Shh, silencio, gordito. Estoy estudiando –fue la respuesta de su hermano, y Myc normalmente le haría caso pero esto era en verdad importante.

–¿Sherlock…? –le volvió a llamar Myc, cerrando su libro e incorporándose en la cama–. ¿Dónde está Redbeard?

Finalmente, el niño apartó su atención de la enciclopedia y giró la vista a su alrededor, buscando a su mascota. Su angustia creciendo en su pecho a medida que sus ojos recorrían la habitación y comprobaba que allí no se encontraba. El rostro de ambos hermanos palideció notoriamente cuando observaron con horror cómo la puerta de la habitación del mayor se encontraba ligeramente entre abierta.

–Uhm… Esto no es bueno.

Y se volvió aún peor cuando un grito de mujer se escuchó desde el otro piso. Ambos hermanos se miraron a la cara, ahora mucho más horrorizados, y salieron corriendo escaleras abajo.
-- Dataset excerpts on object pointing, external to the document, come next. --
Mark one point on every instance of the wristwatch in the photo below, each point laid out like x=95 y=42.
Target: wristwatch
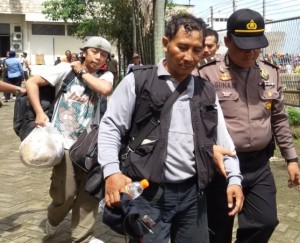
x=81 y=72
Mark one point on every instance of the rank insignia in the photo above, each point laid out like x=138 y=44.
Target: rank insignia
x=264 y=74
x=268 y=105
x=225 y=76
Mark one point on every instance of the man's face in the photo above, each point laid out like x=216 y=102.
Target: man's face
x=210 y=47
x=95 y=58
x=240 y=57
x=183 y=53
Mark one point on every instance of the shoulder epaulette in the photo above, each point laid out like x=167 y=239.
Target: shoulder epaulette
x=206 y=61
x=269 y=61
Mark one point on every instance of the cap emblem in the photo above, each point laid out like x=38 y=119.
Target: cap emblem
x=251 y=25
x=251 y=28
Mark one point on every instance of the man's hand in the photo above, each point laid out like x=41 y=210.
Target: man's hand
x=235 y=199
x=294 y=173
x=219 y=153
x=115 y=184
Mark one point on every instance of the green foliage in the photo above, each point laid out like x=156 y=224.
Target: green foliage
x=294 y=116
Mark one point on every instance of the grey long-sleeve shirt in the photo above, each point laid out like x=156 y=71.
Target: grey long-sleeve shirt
x=180 y=160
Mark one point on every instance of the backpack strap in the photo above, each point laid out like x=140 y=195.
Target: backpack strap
x=155 y=121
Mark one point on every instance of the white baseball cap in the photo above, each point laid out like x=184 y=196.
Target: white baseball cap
x=98 y=42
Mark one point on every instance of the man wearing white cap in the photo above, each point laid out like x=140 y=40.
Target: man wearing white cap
x=73 y=112
x=251 y=97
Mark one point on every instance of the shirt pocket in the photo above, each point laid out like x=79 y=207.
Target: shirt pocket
x=268 y=94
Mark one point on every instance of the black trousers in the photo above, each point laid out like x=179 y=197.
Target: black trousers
x=258 y=218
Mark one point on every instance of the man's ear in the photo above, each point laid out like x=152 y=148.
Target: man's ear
x=165 y=41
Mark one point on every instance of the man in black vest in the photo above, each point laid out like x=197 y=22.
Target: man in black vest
x=177 y=157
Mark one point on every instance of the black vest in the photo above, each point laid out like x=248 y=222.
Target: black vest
x=151 y=94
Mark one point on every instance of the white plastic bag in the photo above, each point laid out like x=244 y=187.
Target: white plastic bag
x=42 y=148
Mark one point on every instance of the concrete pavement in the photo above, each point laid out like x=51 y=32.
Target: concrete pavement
x=24 y=198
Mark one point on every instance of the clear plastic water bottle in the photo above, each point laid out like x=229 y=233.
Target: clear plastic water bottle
x=133 y=189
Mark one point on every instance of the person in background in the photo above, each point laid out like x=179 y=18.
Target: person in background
x=25 y=65
x=74 y=57
x=57 y=61
x=172 y=158
x=5 y=77
x=10 y=88
x=211 y=44
x=251 y=96
x=136 y=61
x=113 y=67
x=68 y=56
x=73 y=112
x=15 y=72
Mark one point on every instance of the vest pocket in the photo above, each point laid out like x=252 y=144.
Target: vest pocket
x=138 y=164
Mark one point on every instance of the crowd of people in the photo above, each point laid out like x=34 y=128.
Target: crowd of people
x=205 y=152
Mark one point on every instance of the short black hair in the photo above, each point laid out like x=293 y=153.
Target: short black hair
x=188 y=21
x=211 y=32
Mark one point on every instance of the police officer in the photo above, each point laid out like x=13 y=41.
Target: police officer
x=176 y=156
x=250 y=94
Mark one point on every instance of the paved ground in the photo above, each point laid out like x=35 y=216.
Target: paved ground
x=24 y=198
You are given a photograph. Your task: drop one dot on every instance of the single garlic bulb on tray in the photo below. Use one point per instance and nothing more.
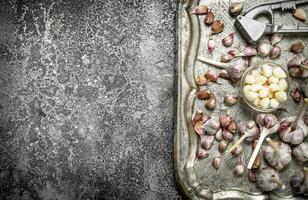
(266, 86)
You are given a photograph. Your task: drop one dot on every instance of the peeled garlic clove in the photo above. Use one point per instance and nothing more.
(228, 40)
(207, 141)
(250, 96)
(266, 70)
(226, 58)
(283, 84)
(216, 162)
(218, 135)
(275, 38)
(250, 79)
(273, 79)
(261, 79)
(209, 18)
(264, 103)
(274, 103)
(202, 153)
(281, 96)
(226, 135)
(275, 52)
(239, 169)
(217, 26)
(211, 45)
(300, 14)
(274, 87)
(200, 10)
(230, 100)
(201, 80)
(211, 76)
(197, 117)
(279, 73)
(264, 49)
(256, 87)
(256, 101)
(236, 8)
(295, 72)
(263, 92)
(248, 51)
(222, 146)
(296, 95)
(297, 46)
(211, 103)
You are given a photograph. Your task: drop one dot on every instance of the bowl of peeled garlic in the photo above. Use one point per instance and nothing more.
(265, 86)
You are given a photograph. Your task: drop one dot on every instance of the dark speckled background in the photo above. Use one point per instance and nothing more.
(87, 99)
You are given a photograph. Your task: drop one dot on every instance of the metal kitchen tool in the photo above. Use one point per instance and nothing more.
(252, 30)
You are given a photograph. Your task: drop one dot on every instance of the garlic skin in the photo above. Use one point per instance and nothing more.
(228, 40)
(236, 8)
(200, 10)
(206, 141)
(278, 158)
(268, 180)
(300, 152)
(264, 49)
Lo que encontraron al llegar a la cocina, los dejó con la boca abierta.

Margaret Holmes, su madre, la mujer que los engendró, de la cual habían mantenido a Redbeard como secreto por temor a su reacción, se encontraba acariciando y jugando con dicho cachorro, que ya no era tan cachorro, pero que seguía siendo pequeño.

–¿Quién es un lindo chico? ¡Sí, sí! ¡Tú lo eres! No hay chico más lindo que tú. Buen chico –decía su madre, acariciando con fervor el pelaje del perrito, que saltaba alegre hacia sus manos, apoyando sus patas delanteras sobre las rodillas de la mujer, meneando la cola con alegría y soltando suaves ladridos. No es ni siquiera necesario decir que los hermanos se encontraban estupefactos, inmóviles en su sitio, en el medio del marco de la cocina, sin creer nada de lo que sus ojos le decían.
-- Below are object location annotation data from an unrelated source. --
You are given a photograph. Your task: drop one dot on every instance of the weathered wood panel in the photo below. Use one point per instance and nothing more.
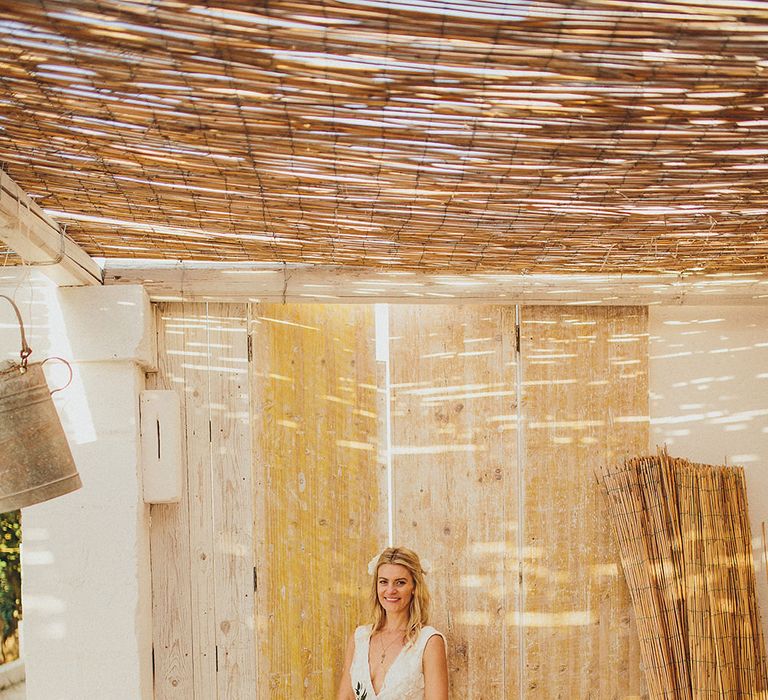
(169, 533)
(455, 480)
(231, 500)
(585, 403)
(317, 509)
(202, 553)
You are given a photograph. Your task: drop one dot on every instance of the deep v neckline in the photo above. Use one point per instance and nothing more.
(386, 675)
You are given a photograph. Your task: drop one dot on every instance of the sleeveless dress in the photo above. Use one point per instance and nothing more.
(405, 677)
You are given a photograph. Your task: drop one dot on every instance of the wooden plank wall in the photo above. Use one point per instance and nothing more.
(525, 578)
(318, 515)
(202, 548)
(454, 444)
(585, 403)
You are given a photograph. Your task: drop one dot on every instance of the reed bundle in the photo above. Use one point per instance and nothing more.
(547, 136)
(685, 546)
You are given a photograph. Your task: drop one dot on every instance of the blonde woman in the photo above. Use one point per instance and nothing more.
(399, 656)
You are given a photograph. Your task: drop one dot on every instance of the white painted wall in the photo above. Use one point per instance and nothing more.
(709, 398)
(85, 555)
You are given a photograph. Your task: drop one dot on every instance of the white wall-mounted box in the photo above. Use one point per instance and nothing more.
(161, 446)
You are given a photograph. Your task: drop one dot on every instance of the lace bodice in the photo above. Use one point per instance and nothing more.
(405, 677)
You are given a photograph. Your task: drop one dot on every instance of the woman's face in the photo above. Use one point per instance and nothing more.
(395, 587)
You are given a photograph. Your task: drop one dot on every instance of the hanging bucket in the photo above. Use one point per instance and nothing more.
(35, 460)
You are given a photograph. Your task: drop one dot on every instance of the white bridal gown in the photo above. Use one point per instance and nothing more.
(405, 677)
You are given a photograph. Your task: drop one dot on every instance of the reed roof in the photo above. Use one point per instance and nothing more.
(543, 136)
Sin embargo, aunque Margaret parecía feliz con el animal, cuando observó a sus dos hijos, sus ojos expresaron otra cosa. Podía estar conservando su sonrisa, pero era como cuando un adulto juega con un niño mientras trataba temas serios con otros adultos.

–¿De quién es este perro? –preguntó con suavidad. A Sherlock le dio un escalofrío y Mycroft sintió un repentino retorcijón en el estómago. Ninguno quería decir nada pero sabían que no actuar sería mucho peor, por lo que, con cautela, Sherlock levantó la mano, sintiéndose incapaz de hablar.

–Sherlock… –comenzó su madre, con tono condescendiente. El niño sabía hacía donde se dirigiría la conversación y entró en pánico.

–¡Es un buen chico! ¡Es muy obediente y silencioso! ¿Puedo quedármelo, mamá? ¡Por favor, di que sí! No hace alboroto. Es muy listo. Yo me he hecho cargo de él todo este tiempo y lo seguiré haciendo, lo prometo. ¡Mycroft y yo le enseñamos unos trucos! ¡Mira!

El mayor de los Holmes palideció ante la mención de su nombre.

–¿"Mycroft"? –repitió su madre, levantando una ceja. El aludido, sintiéndose en apuros, abrió la boca un par de veces, intentando excusarse con algo, pero no logró formular nada congruente así que pronto se rindió. Para su fortuna, Sherlock les distrajo casi inmediatamente.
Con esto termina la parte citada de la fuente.